Sarah pressed the emergency button once. Twice. Nothing. The lights flickered, then settled into an eerie amber glow. Her phone showed zero bars—not surprising this deep in concrete and steel.
Great. Just great.
She checked her watch. The presentation started in twelve minutes.
"Could be worse," a voice said from the corner.
Sarah spun around. She'd been alone when the doors closed.
A man sat cross-legged against the wall, sketching in a leather notebook. Late twenties, dark hair, wearing a suit jacket over a vintage band t-shirt. He hadn't looked up from his drawing.
"I've been in here for three hours," he continued, pencil moving in fluid strokes across the page.
"Three—why didn't you use the emergency phone?"
"Doesn't work." He finally glanced up, meeting her eyes with an unsettling calm. "Neither does the button you just pressed. And before you ask—no, you can't pry the doors open. Already tried."
Sarah's pulse quickened. She pulled out her phone again, jabbing at the screen as if force could conjure a signal from nothing.
"They'll notice I'm missing," she said, more to herself than him. "My team's expecting me."
"Sure they will." He returned to his sketch. "Eventually."
Stay calm. Think.
The elevator couldn't have malfunctioned. She'd watched the maintenance notice board this morning—all systems operational. And this building had redundant safety protocols. Elevators didn't just stop and stay stopped.
"What are you drawing?" Sarah asked, because talking felt better than spiraling.
He turned the notebook to face her.
It was a portrait of her—standing exactly where she stood now, one hand pressed against the wall, eyes wide with the first touch of panic. The detail was impossible. He'd captured the small scar on her cheek, the way her hair fell across her forehead, even the pattern on her blouse.
But that wasn't what made her blood run cold.
In the drawing, she was wearing different clothes. Yesterday's clothes.

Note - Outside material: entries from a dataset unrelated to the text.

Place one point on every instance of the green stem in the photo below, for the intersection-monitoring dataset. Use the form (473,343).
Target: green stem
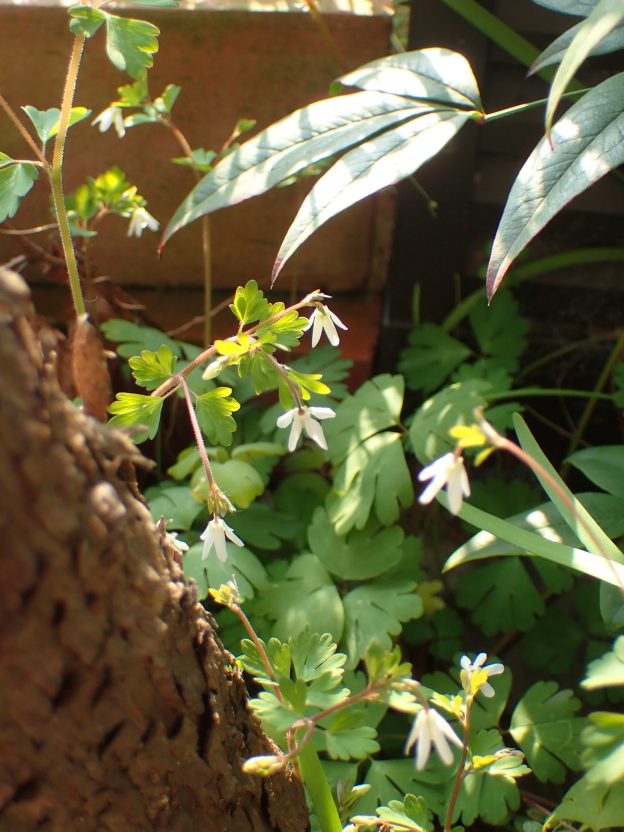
(545,392)
(530,105)
(588,412)
(56,176)
(502,35)
(318,788)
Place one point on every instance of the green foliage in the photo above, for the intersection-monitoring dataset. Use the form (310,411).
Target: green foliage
(141,413)
(46,122)
(214,413)
(546,727)
(150,369)
(16,180)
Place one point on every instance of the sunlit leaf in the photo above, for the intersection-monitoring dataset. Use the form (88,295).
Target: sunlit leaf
(583,146)
(381,161)
(604,17)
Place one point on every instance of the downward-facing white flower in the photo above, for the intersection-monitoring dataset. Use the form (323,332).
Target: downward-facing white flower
(324,320)
(111,116)
(214,535)
(304,418)
(141,219)
(447,472)
(469,669)
(430,728)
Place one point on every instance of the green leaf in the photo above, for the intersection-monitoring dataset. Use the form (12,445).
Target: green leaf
(346,736)
(250,304)
(430,357)
(555,53)
(583,146)
(86,21)
(16,180)
(314,655)
(435,75)
(454,405)
(374,612)
(241,564)
(150,369)
(603,739)
(134,338)
(604,17)
(586,562)
(375,406)
(501,596)
(46,122)
(214,413)
(130,44)
(375,164)
(408,814)
(286,147)
(374,477)
(572,510)
(595,805)
(239,480)
(175,503)
(602,465)
(545,726)
(362,555)
(490,793)
(608,670)
(305,594)
(130,409)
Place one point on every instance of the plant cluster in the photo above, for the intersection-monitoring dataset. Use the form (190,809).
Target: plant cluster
(295,500)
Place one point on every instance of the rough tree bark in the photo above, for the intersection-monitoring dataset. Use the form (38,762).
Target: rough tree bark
(119,708)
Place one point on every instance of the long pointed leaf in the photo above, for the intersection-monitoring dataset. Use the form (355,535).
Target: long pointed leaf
(586,144)
(578,518)
(286,147)
(554,53)
(533,545)
(437,75)
(371,166)
(580,8)
(603,19)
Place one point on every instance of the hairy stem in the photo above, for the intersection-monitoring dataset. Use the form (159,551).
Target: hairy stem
(56,175)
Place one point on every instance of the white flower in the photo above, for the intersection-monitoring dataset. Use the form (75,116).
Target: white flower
(214,535)
(111,116)
(304,419)
(447,472)
(323,320)
(429,728)
(470,668)
(140,220)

The blue dress she'd spilled coffee on at lunch.
"I've gotten pretty good at these," he said softly, flipping back through page after page of portraits. Different people. Different outfits. Same elevator. Same expression of dawning horror.

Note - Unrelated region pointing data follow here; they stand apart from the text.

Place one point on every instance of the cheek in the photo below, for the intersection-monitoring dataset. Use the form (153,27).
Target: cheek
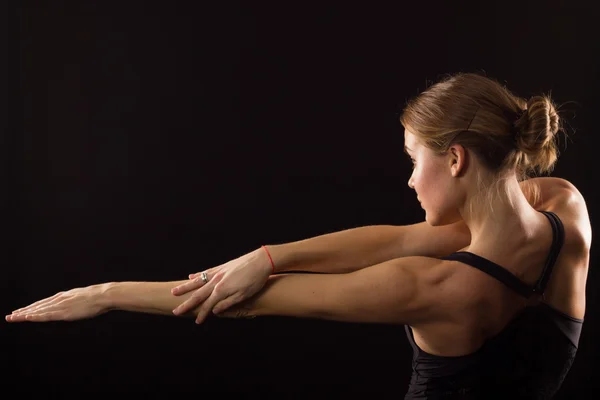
(429,187)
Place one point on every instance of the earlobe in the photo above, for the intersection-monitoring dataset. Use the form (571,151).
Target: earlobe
(457,161)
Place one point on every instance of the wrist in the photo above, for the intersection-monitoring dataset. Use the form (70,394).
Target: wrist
(106,295)
(276,256)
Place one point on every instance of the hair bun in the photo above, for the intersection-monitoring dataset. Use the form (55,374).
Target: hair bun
(536,132)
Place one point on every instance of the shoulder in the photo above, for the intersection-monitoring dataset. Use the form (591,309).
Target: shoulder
(563,198)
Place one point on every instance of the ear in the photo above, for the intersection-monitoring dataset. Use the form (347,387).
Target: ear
(457,160)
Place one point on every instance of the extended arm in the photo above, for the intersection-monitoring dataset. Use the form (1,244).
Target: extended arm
(399,291)
(353,249)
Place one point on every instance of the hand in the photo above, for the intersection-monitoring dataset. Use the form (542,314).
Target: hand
(79,303)
(228,284)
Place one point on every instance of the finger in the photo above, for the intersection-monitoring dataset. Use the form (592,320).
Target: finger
(38,303)
(198,297)
(42,317)
(225,304)
(207,306)
(188,286)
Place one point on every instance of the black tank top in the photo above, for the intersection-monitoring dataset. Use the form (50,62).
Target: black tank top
(528,359)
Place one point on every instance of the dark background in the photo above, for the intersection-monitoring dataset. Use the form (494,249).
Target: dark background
(156,140)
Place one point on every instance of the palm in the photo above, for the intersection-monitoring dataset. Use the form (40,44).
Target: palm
(75,304)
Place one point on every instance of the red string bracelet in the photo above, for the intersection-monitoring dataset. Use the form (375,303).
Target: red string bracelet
(272,263)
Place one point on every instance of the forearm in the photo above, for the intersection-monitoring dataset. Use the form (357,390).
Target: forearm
(338,252)
(145,297)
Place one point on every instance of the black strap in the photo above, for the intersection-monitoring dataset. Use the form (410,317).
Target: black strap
(558,239)
(510,280)
(493,269)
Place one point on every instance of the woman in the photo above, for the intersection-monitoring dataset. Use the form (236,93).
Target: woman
(491,287)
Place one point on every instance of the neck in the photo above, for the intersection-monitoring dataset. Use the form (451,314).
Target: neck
(507,215)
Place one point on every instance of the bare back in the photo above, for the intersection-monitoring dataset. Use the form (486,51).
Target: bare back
(482,306)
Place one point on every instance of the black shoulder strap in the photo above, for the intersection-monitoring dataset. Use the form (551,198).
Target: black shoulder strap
(558,239)
(510,280)
(493,269)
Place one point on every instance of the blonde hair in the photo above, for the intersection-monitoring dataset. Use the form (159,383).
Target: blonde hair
(505,132)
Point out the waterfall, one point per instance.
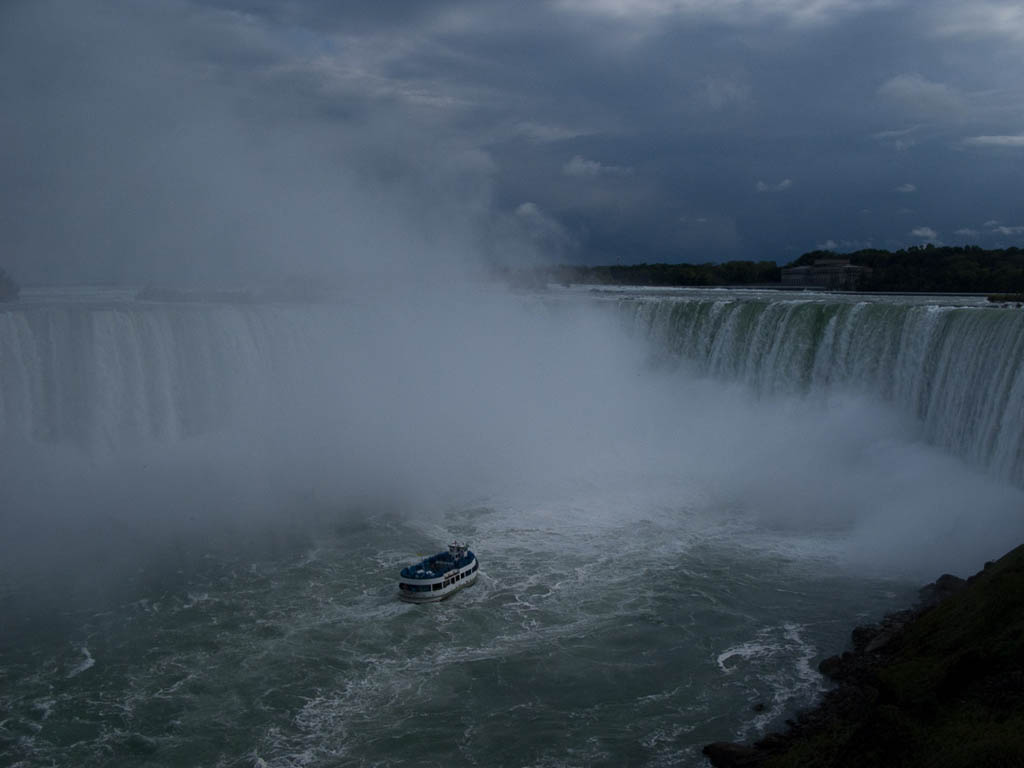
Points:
(958, 370)
(110, 378)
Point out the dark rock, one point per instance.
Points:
(880, 641)
(943, 587)
(863, 635)
(728, 755)
(774, 742)
(832, 667)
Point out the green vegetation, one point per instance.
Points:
(726, 273)
(8, 288)
(950, 693)
(918, 269)
(935, 269)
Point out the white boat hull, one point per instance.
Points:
(434, 590)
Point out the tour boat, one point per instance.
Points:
(438, 576)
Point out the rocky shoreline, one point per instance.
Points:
(940, 684)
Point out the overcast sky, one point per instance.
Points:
(150, 139)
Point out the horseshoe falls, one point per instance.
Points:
(681, 501)
(957, 370)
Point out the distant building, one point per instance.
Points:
(836, 274)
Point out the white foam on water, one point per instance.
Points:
(87, 663)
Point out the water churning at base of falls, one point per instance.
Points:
(680, 503)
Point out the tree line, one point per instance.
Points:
(916, 269)
(934, 268)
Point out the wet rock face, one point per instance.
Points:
(728, 755)
(945, 586)
(881, 711)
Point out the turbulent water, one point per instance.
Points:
(960, 370)
(205, 509)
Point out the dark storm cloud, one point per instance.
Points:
(403, 132)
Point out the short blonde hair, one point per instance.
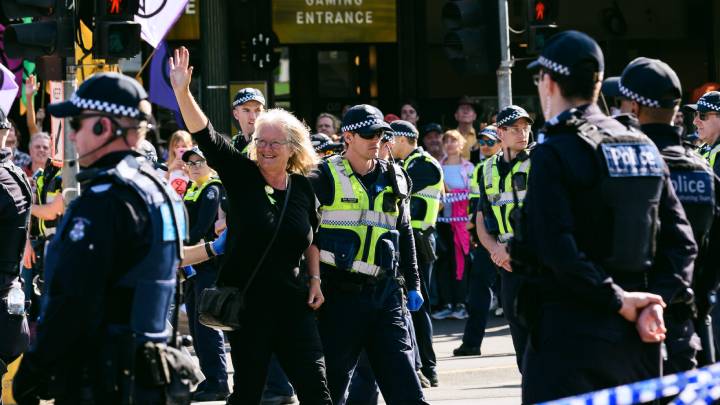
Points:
(303, 158)
(454, 134)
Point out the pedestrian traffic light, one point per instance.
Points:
(116, 35)
(472, 40)
(53, 35)
(541, 23)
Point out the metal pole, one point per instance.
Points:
(504, 72)
(70, 166)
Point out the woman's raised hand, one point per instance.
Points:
(180, 69)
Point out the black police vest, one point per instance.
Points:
(631, 187)
(14, 232)
(694, 183)
(150, 282)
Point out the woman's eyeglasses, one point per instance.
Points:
(274, 145)
(704, 115)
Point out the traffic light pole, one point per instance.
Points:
(504, 72)
(70, 166)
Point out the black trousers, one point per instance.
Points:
(292, 335)
(509, 292)
(574, 350)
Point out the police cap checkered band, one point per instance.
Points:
(248, 94)
(554, 66)
(647, 102)
(361, 125)
(104, 106)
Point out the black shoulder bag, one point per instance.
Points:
(223, 307)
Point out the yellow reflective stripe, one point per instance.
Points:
(357, 266)
(352, 218)
(712, 155)
(343, 176)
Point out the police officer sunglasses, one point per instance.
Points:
(76, 121)
(704, 115)
(372, 135)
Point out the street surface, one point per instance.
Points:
(492, 378)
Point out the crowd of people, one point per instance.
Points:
(596, 239)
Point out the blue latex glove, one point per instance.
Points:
(219, 243)
(415, 300)
(189, 271)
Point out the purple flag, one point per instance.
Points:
(15, 65)
(8, 89)
(161, 92)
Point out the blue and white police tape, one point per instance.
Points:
(650, 390)
(455, 197)
(448, 220)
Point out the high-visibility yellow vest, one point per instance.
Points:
(431, 194)
(194, 192)
(710, 153)
(499, 192)
(47, 228)
(353, 211)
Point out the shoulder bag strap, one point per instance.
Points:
(272, 240)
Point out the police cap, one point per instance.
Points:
(248, 94)
(111, 93)
(650, 83)
(192, 151)
(404, 128)
(364, 119)
(510, 114)
(489, 131)
(565, 51)
(709, 102)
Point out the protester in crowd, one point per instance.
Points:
(34, 119)
(12, 142)
(328, 124)
(180, 141)
(608, 247)
(39, 153)
(465, 115)
(279, 314)
(409, 112)
(431, 140)
(452, 229)
(202, 201)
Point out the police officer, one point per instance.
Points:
(364, 233)
(15, 202)
(247, 105)
(498, 176)
(427, 187)
(652, 91)
(610, 241)
(110, 269)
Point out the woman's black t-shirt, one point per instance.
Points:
(252, 218)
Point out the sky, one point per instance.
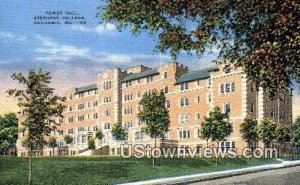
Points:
(75, 53)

"Some of them screamed," he continued conversationally. "You seem smarter than that."
The lights flickered again.
When they steadied, he was standing.
"The thing is, Sarah—and yes, I know your name, it's on your badge—this elevator goes somewhere. But only after you understand the rules."
"What rules?" Her voice barely whispered.
He smiled, and it wasn't cruel, just infinitely sad.
"That's the first question everyone asks. Unfortunately—" He checked his own watch, a vintage piece with hands that moved backward. "—you've got about six minutes before you find out."
The elevator shuddered.
From somewhere far below, something began to rise.